February spending gain of 0.1% sluggish
The February US personal spending came in at a tepid +0.1% increase. This came after December and January declines of -0.2%. Incomes are rising though with gains of 0.3%, 0.4% and 0.4% over the last 3 months. If the money is not making it to High/Main Street, but into the piggy banks, it is not the makings of a strong sustainable recovery. The initial impact was a small correction in the EURUSD but the price has since wandered back lower and trades near the low for the day.
From a technical perspective, the EURUSD has been moving lower in trading today - albeit at a measured pace. In the move, the price has dipped below the 200 hour MA ( green line in the chart above) at 1.0845. The small rally after the 8:30 AM ET data did push the price back above this moving average line. However, the break has since been reversed.
On the downside, there is support against trend line support at the 1.0815 level. This level is currently being tested.

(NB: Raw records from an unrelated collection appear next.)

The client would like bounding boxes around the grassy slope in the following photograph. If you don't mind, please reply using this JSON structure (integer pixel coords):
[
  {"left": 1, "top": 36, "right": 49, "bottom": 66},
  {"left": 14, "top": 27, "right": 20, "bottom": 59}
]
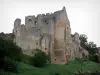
[{"left": 4, "top": 60, "right": 100, "bottom": 75}]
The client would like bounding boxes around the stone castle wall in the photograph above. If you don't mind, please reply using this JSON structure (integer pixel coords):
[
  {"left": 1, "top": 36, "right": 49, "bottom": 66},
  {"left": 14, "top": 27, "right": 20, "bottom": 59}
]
[{"left": 13, "top": 6, "right": 87, "bottom": 64}]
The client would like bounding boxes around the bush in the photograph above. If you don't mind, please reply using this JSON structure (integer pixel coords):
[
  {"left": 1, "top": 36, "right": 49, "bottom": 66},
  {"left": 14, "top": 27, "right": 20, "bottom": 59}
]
[
  {"left": 4, "top": 58, "right": 18, "bottom": 72},
  {"left": 21, "top": 54, "right": 32, "bottom": 64},
  {"left": 0, "top": 37, "right": 22, "bottom": 61},
  {"left": 89, "top": 54, "right": 99, "bottom": 63},
  {"left": 0, "top": 71, "right": 8, "bottom": 75},
  {"left": 30, "top": 50, "right": 48, "bottom": 67},
  {"left": 0, "top": 37, "right": 22, "bottom": 72}
]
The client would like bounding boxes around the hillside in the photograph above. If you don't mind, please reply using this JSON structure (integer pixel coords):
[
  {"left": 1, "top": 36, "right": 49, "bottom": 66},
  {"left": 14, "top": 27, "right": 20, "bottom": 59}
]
[{"left": 2, "top": 60, "right": 100, "bottom": 75}]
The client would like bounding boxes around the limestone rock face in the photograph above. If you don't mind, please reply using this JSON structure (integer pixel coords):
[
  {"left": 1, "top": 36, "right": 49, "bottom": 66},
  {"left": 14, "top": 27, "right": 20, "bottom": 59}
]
[{"left": 13, "top": 6, "right": 86, "bottom": 64}]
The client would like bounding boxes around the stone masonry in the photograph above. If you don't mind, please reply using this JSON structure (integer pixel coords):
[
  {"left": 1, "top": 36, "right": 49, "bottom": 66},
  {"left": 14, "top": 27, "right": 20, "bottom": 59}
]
[{"left": 13, "top": 6, "right": 88, "bottom": 64}]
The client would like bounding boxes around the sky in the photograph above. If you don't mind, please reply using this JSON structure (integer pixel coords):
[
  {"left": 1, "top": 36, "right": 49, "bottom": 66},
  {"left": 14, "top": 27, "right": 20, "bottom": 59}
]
[{"left": 0, "top": 0, "right": 100, "bottom": 46}]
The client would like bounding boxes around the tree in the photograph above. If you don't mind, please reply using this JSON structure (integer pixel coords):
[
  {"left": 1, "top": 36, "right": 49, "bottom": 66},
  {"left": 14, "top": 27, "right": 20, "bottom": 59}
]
[
  {"left": 30, "top": 50, "right": 48, "bottom": 67},
  {"left": 79, "top": 34, "right": 88, "bottom": 48},
  {"left": 88, "top": 42, "right": 96, "bottom": 48},
  {"left": 79, "top": 34, "right": 99, "bottom": 62},
  {"left": 0, "top": 38, "right": 22, "bottom": 61},
  {"left": 86, "top": 41, "right": 99, "bottom": 62},
  {"left": 88, "top": 41, "right": 97, "bottom": 55},
  {"left": 0, "top": 37, "right": 22, "bottom": 72}
]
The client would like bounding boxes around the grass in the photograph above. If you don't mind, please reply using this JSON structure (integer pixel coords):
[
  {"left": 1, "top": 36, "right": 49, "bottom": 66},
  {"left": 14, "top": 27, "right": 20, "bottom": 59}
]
[{"left": 2, "top": 59, "right": 100, "bottom": 75}]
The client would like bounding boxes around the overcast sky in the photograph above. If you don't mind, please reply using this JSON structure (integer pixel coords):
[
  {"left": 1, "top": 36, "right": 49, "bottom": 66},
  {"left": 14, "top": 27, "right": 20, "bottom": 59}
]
[{"left": 0, "top": 0, "right": 100, "bottom": 46}]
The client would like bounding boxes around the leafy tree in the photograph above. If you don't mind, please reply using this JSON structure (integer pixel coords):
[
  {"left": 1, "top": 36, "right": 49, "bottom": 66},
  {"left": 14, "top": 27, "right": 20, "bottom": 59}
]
[
  {"left": 0, "top": 37, "right": 22, "bottom": 72},
  {"left": 0, "top": 37, "right": 22, "bottom": 61},
  {"left": 87, "top": 41, "right": 97, "bottom": 55},
  {"left": 84, "top": 41, "right": 99, "bottom": 62},
  {"left": 4, "top": 57, "right": 18, "bottom": 72},
  {"left": 30, "top": 50, "right": 48, "bottom": 67},
  {"left": 79, "top": 34, "right": 88, "bottom": 48},
  {"left": 88, "top": 42, "right": 96, "bottom": 48},
  {"left": 79, "top": 34, "right": 99, "bottom": 62}
]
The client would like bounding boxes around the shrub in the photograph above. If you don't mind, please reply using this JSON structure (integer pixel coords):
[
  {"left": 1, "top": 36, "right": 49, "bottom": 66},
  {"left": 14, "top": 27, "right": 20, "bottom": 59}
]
[
  {"left": 4, "top": 58, "right": 18, "bottom": 72},
  {"left": 0, "top": 37, "right": 22, "bottom": 61},
  {"left": 0, "top": 37, "right": 21, "bottom": 72},
  {"left": 22, "top": 54, "right": 32, "bottom": 64},
  {"left": 5, "top": 39, "right": 22, "bottom": 61},
  {"left": 0, "top": 71, "right": 8, "bottom": 75},
  {"left": 30, "top": 50, "right": 48, "bottom": 67},
  {"left": 89, "top": 54, "right": 99, "bottom": 63}
]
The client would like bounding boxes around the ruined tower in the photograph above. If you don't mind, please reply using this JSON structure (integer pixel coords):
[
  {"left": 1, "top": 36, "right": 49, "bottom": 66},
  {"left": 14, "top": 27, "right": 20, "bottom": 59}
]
[{"left": 13, "top": 6, "right": 83, "bottom": 64}]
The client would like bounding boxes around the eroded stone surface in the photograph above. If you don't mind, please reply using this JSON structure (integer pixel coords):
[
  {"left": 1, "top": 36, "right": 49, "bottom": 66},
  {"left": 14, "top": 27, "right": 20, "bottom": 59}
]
[{"left": 13, "top": 6, "right": 88, "bottom": 64}]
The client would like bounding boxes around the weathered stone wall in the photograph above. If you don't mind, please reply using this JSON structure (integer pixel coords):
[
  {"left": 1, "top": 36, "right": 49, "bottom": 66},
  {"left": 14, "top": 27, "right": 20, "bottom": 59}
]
[
  {"left": 13, "top": 6, "right": 86, "bottom": 64},
  {"left": 72, "top": 33, "right": 80, "bottom": 58}
]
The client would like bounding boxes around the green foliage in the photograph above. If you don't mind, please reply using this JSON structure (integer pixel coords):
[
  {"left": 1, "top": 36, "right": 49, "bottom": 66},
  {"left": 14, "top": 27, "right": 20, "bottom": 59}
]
[
  {"left": 21, "top": 54, "right": 32, "bottom": 64},
  {"left": 85, "top": 42, "right": 98, "bottom": 62},
  {"left": 30, "top": 50, "right": 48, "bottom": 67},
  {"left": 0, "top": 37, "right": 22, "bottom": 72},
  {"left": 79, "top": 34, "right": 99, "bottom": 63},
  {"left": 89, "top": 54, "right": 99, "bottom": 63},
  {"left": 4, "top": 58, "right": 18, "bottom": 72},
  {"left": 0, "top": 71, "right": 8, "bottom": 75},
  {"left": 79, "top": 34, "right": 88, "bottom": 48},
  {"left": 0, "top": 37, "right": 22, "bottom": 61},
  {"left": 79, "top": 34, "right": 98, "bottom": 56},
  {"left": 87, "top": 42, "right": 97, "bottom": 55}
]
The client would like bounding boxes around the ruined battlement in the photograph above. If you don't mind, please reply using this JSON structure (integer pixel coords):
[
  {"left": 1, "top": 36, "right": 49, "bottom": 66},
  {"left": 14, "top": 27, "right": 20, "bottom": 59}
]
[
  {"left": 14, "top": 6, "right": 69, "bottom": 30},
  {"left": 13, "top": 6, "right": 88, "bottom": 64}
]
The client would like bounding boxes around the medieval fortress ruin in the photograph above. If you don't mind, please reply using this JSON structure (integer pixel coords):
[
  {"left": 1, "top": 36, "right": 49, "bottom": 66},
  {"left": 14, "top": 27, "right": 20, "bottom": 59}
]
[{"left": 13, "top": 7, "right": 88, "bottom": 64}]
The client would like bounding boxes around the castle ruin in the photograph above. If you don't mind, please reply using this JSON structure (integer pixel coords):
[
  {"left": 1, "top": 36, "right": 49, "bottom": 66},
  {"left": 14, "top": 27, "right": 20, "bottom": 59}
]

Should the momentum lower continue, the next targets become:
- 1.0800. This is the low from Friday
- 1.70804. This represents the 61.8% retracement of the move up from the March 19 low
- 1.0759-68 (yellow are in the hourly chart above). The 1.0768 is the low from March 23. The 1.0759 represents the low price going back to September 2003 (see monthly chart below). This was a swing low before the price started another leg to the upside.
Looking at the 5 minute chart for the pair (see chart below), the activity over the last few hours has been up-and-down choppy. However, note how the 100 bar MA (blue line in the chart below) has held resistance on the last 3 tests. The bears are remaining in control from an intraday perspective if the price can stay below this line (also watch the topside trend line).
Activity is remaining choppy, so be aware.
PS. Keep an eye on the EURJPY. It is near the 130.00 level. A move above that level may have an impact on the EURUSD.